I then got to thinking about how its really fine that I don’t know because I’m not going to be using that information today. Probably won’t be using it tomorrow now that you mention it.

But every presidential nominee should know things like that. They should be smarter than you and I. They should be the person we brag with by putting him in the spotlight. Like check out this guy. . And he should be up on his shit. Why do I even have to say this?

If the dude whose running for president is asked a political question and he doesn’t know the answer , and you know you know, then that’s the hint to you that this dude’s a fucking moron.

There are over three hundred million people in this country. Most of us don’t know all the things we’d need to know to be a good president, and, in the main, this is fine, as we’re not running. The problem is that when people run, they need to be held to high standards. They need to be examined on what they say, and when they start sounding like what it might sound like if we let a guy who got a d- in his high school civics class run for office, someone should tell everyone else that no one should  vote for the guy.

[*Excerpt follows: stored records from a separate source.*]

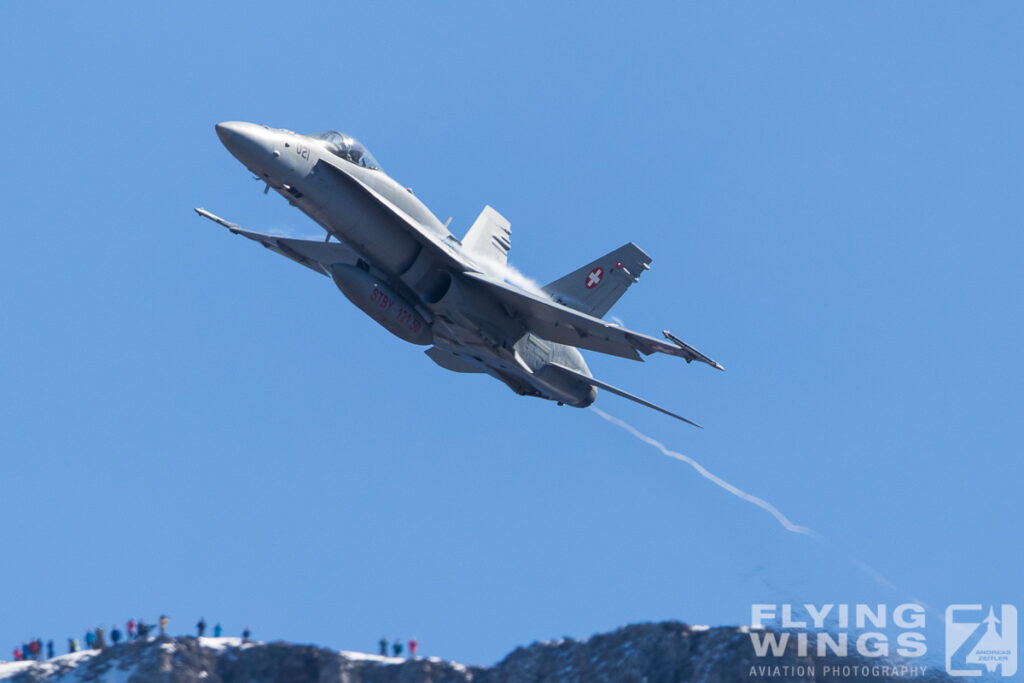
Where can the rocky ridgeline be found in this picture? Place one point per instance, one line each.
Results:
(669, 652)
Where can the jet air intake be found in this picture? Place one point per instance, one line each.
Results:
(381, 303)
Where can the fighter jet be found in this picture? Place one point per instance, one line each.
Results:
(392, 258)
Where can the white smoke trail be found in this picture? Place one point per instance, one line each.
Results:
(761, 503)
(511, 274)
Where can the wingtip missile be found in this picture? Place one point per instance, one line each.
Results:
(692, 353)
(217, 219)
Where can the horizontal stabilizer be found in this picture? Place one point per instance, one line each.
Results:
(562, 325)
(313, 254)
(625, 394)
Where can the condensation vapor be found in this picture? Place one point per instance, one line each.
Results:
(509, 273)
(761, 503)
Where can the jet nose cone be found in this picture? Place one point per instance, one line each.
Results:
(228, 129)
(249, 142)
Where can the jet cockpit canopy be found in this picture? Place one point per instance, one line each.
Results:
(348, 148)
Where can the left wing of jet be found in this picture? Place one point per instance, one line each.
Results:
(562, 325)
(620, 392)
(313, 254)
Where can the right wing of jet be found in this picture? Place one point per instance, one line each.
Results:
(562, 325)
(313, 254)
(619, 392)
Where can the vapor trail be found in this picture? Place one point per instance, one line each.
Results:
(761, 503)
(765, 505)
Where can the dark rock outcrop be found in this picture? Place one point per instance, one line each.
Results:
(667, 652)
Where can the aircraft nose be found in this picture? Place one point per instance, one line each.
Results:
(249, 142)
(225, 130)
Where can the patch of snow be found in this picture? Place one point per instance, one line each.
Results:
(219, 644)
(48, 667)
(363, 656)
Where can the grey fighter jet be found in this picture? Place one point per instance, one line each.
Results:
(399, 264)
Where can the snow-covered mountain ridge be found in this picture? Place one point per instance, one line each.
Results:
(667, 652)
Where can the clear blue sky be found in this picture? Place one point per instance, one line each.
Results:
(192, 425)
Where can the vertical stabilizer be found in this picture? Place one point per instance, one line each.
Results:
(596, 287)
(489, 239)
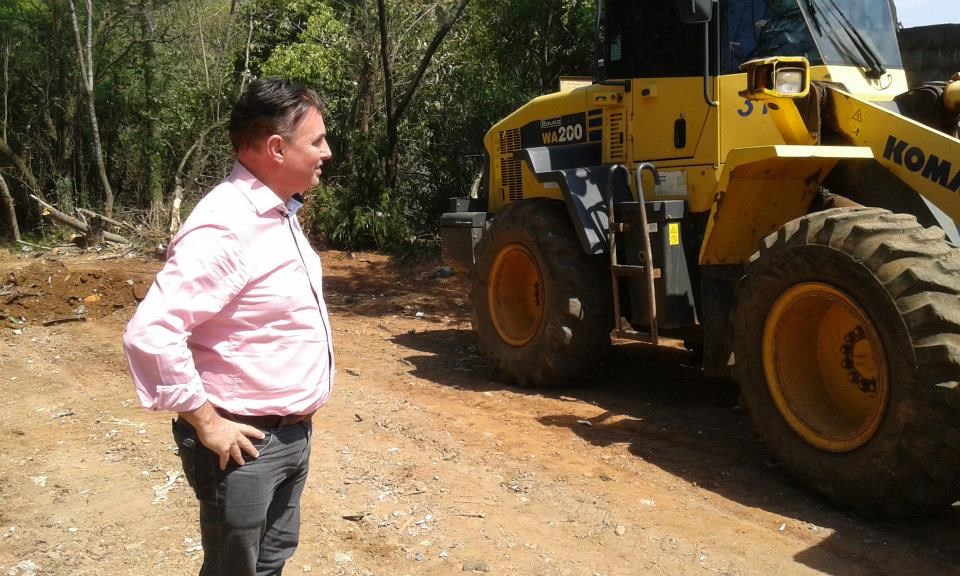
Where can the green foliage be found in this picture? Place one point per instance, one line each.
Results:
(502, 53)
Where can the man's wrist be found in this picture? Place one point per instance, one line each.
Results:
(201, 418)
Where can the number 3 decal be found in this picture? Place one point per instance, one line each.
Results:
(748, 109)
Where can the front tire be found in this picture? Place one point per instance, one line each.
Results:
(542, 308)
(847, 349)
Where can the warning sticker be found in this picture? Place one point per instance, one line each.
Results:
(674, 230)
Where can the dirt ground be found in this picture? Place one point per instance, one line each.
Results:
(423, 462)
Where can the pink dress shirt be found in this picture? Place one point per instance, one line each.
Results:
(236, 317)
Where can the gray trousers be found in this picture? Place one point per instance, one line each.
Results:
(250, 514)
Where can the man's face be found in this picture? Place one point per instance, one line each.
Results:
(303, 154)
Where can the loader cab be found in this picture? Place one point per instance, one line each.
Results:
(679, 61)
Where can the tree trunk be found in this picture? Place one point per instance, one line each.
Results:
(153, 162)
(395, 113)
(58, 216)
(85, 57)
(11, 208)
(20, 165)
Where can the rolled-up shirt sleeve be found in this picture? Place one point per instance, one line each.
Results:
(203, 273)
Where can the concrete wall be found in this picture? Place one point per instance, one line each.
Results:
(930, 52)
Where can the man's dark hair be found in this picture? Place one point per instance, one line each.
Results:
(270, 106)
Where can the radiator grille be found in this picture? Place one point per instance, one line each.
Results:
(615, 148)
(511, 174)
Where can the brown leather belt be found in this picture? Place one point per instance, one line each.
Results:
(266, 421)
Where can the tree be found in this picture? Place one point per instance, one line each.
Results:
(397, 107)
(85, 58)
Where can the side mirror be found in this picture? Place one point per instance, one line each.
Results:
(695, 11)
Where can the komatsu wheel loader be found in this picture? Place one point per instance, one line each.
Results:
(756, 179)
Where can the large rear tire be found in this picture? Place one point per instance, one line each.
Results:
(542, 308)
(847, 349)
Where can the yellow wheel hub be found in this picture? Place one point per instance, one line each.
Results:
(515, 295)
(825, 366)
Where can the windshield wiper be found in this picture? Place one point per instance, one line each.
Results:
(868, 58)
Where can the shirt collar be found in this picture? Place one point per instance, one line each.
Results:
(256, 192)
(294, 203)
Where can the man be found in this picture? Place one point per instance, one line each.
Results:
(234, 336)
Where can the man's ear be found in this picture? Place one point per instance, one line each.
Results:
(275, 147)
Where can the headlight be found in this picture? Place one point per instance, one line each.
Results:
(778, 77)
(789, 80)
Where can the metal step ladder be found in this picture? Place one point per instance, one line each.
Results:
(621, 327)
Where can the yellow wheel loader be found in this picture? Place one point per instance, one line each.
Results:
(755, 178)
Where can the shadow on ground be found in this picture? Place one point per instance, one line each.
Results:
(657, 402)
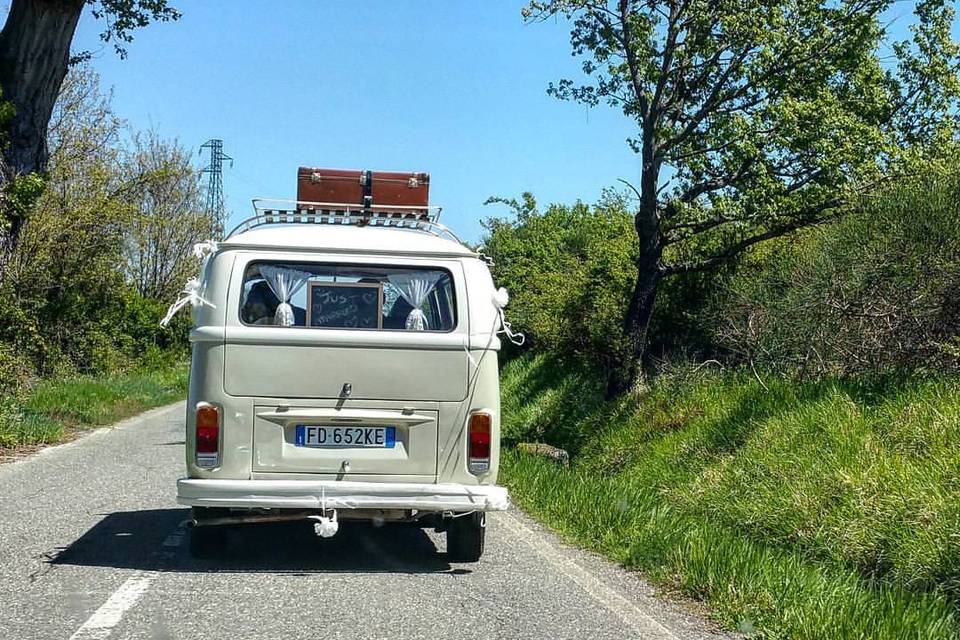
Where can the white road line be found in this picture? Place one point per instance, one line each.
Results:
(99, 625)
(641, 622)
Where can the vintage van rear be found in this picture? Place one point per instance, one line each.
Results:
(344, 370)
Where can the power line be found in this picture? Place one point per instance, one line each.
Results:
(214, 172)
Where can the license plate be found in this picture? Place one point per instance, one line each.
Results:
(330, 436)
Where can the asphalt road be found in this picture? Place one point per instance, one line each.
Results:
(92, 545)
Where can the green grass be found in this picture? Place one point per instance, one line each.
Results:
(826, 509)
(54, 408)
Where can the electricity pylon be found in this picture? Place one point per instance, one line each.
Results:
(214, 172)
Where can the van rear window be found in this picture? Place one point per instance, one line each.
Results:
(298, 294)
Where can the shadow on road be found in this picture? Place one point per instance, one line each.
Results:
(135, 540)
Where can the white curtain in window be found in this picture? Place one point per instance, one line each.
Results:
(414, 288)
(284, 283)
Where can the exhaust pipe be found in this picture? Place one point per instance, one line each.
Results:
(326, 527)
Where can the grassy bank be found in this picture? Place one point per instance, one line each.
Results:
(826, 509)
(54, 409)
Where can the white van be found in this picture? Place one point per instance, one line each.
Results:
(344, 367)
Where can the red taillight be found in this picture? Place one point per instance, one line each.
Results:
(208, 435)
(479, 430)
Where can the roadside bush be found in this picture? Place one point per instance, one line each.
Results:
(569, 271)
(872, 292)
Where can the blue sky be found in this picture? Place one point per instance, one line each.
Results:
(457, 89)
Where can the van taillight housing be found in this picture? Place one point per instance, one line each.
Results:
(208, 435)
(478, 443)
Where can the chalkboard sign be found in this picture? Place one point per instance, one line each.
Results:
(345, 305)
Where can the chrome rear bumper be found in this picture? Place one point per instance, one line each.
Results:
(332, 494)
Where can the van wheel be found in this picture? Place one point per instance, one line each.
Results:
(206, 541)
(465, 537)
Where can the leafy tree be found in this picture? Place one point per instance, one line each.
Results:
(168, 220)
(755, 118)
(66, 302)
(34, 56)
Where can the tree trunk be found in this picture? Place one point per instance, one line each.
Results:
(637, 319)
(646, 222)
(34, 55)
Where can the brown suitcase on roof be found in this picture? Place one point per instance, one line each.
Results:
(385, 188)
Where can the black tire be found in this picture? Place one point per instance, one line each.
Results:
(465, 537)
(206, 542)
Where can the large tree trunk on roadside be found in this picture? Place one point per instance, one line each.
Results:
(646, 222)
(34, 55)
(637, 320)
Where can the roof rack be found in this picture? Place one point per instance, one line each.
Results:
(272, 211)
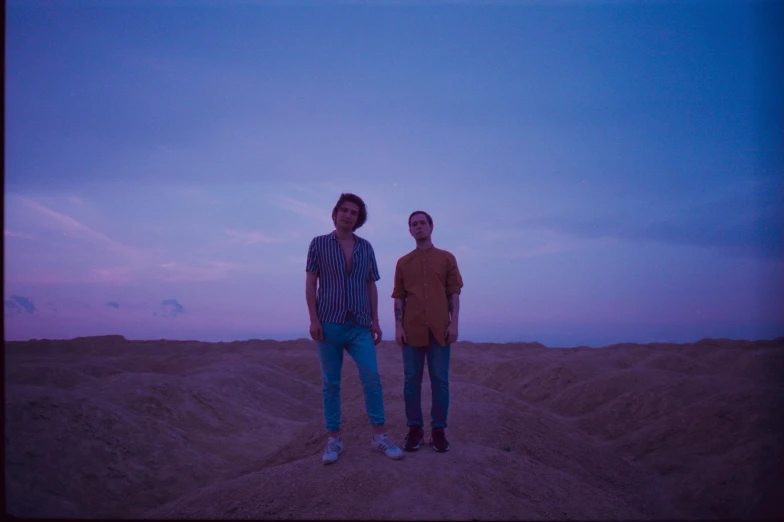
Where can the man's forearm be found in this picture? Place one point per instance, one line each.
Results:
(310, 297)
(400, 306)
(373, 302)
(454, 299)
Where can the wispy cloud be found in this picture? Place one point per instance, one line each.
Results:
(250, 238)
(304, 209)
(115, 275)
(16, 303)
(170, 308)
(210, 271)
(71, 226)
(11, 233)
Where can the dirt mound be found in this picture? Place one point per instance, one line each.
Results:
(107, 427)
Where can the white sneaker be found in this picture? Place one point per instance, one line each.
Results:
(333, 449)
(386, 446)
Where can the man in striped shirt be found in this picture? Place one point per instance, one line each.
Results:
(340, 289)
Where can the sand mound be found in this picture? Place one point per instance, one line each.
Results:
(106, 427)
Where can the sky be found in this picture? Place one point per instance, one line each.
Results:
(604, 172)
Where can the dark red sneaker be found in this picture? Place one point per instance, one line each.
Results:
(414, 438)
(438, 440)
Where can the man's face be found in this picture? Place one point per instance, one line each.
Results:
(419, 227)
(347, 215)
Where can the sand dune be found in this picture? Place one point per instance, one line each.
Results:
(106, 427)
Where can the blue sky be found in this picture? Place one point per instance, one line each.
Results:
(603, 171)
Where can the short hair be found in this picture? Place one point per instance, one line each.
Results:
(353, 198)
(429, 219)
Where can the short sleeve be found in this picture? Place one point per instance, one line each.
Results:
(312, 262)
(454, 281)
(399, 290)
(373, 274)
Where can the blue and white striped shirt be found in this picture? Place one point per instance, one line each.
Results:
(338, 290)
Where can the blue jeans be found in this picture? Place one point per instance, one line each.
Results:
(438, 368)
(357, 341)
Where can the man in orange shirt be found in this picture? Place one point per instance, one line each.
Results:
(427, 303)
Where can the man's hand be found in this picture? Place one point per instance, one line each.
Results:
(451, 333)
(400, 337)
(375, 332)
(316, 332)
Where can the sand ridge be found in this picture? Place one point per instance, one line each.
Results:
(107, 427)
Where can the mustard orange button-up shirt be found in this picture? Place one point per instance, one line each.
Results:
(425, 278)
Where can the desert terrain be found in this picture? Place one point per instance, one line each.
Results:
(105, 427)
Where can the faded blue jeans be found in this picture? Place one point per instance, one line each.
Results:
(438, 368)
(358, 342)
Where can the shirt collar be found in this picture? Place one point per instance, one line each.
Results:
(333, 235)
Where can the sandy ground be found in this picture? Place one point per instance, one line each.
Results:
(105, 427)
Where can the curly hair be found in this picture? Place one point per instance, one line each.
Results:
(353, 198)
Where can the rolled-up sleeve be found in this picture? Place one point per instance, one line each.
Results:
(454, 281)
(312, 262)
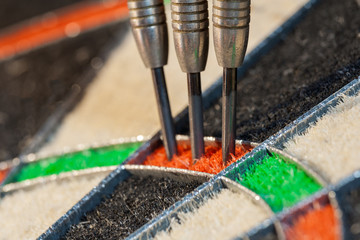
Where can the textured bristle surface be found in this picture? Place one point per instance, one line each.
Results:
(224, 216)
(107, 156)
(211, 162)
(133, 203)
(332, 144)
(26, 214)
(281, 184)
(351, 212)
(3, 174)
(319, 223)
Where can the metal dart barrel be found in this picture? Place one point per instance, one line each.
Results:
(231, 20)
(191, 36)
(148, 22)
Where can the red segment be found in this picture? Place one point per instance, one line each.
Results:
(45, 30)
(320, 223)
(210, 162)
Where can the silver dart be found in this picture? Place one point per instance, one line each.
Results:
(148, 23)
(231, 20)
(191, 36)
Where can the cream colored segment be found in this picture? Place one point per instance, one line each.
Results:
(26, 214)
(225, 216)
(121, 103)
(332, 144)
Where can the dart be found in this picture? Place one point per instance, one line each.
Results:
(191, 36)
(231, 29)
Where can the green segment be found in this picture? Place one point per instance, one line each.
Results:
(100, 157)
(281, 184)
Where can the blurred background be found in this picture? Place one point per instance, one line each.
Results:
(70, 73)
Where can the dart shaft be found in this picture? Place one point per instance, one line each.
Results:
(166, 120)
(148, 22)
(195, 115)
(231, 20)
(228, 113)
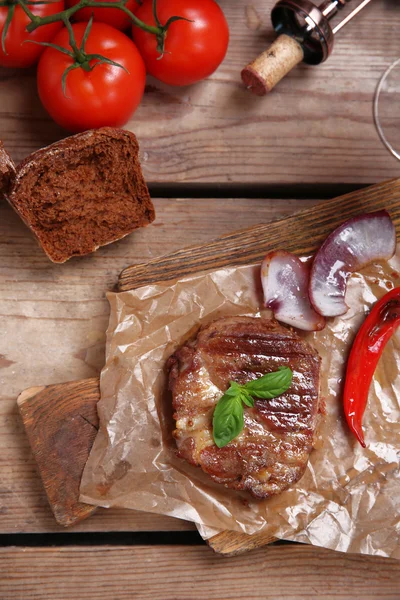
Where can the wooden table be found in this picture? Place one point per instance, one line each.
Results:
(219, 159)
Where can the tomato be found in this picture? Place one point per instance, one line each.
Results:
(112, 16)
(192, 50)
(106, 95)
(26, 55)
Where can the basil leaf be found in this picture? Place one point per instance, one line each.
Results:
(246, 398)
(270, 385)
(228, 420)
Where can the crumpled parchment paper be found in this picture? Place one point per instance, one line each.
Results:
(349, 497)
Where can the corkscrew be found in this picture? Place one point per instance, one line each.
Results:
(305, 35)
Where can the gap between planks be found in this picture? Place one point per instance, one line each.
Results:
(297, 572)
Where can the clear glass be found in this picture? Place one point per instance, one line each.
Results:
(387, 108)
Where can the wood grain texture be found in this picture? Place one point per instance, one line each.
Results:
(61, 422)
(53, 320)
(192, 573)
(300, 233)
(316, 126)
(292, 233)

And then I remember I’m in a crazy world. Herman Cain and Newt Gingrich are doing better than a guy with a totally interesting political platform, Ron Paul. Where Hermin Cain has an affair and no one is surprised because we’ve seen it at least a hundred times already yet he drops out when he should have dropped out before he was in to begin with. A world where people whose problem is that they are already too conservative fight to be even more so. It’ll be a matter of days before someone gets rid of the motorcade and arrives to the next speech or debate on a black stallion with eight armored dudes on identical horses as an honor guard. .

I just want to point it out again. This is what happens when dumb people are running for office.

None of these people are bad. Cain owned pizza places, and was making a lot of money. He was Mayer of Atlanta. Probably perfectly qualified for that. Rick Parry seems stupid enough that I fear for Texas, but Bush JR was governor of Texas first, so they’re used to it. The point is that most of these people are just way over their pay grade. So I blog about it.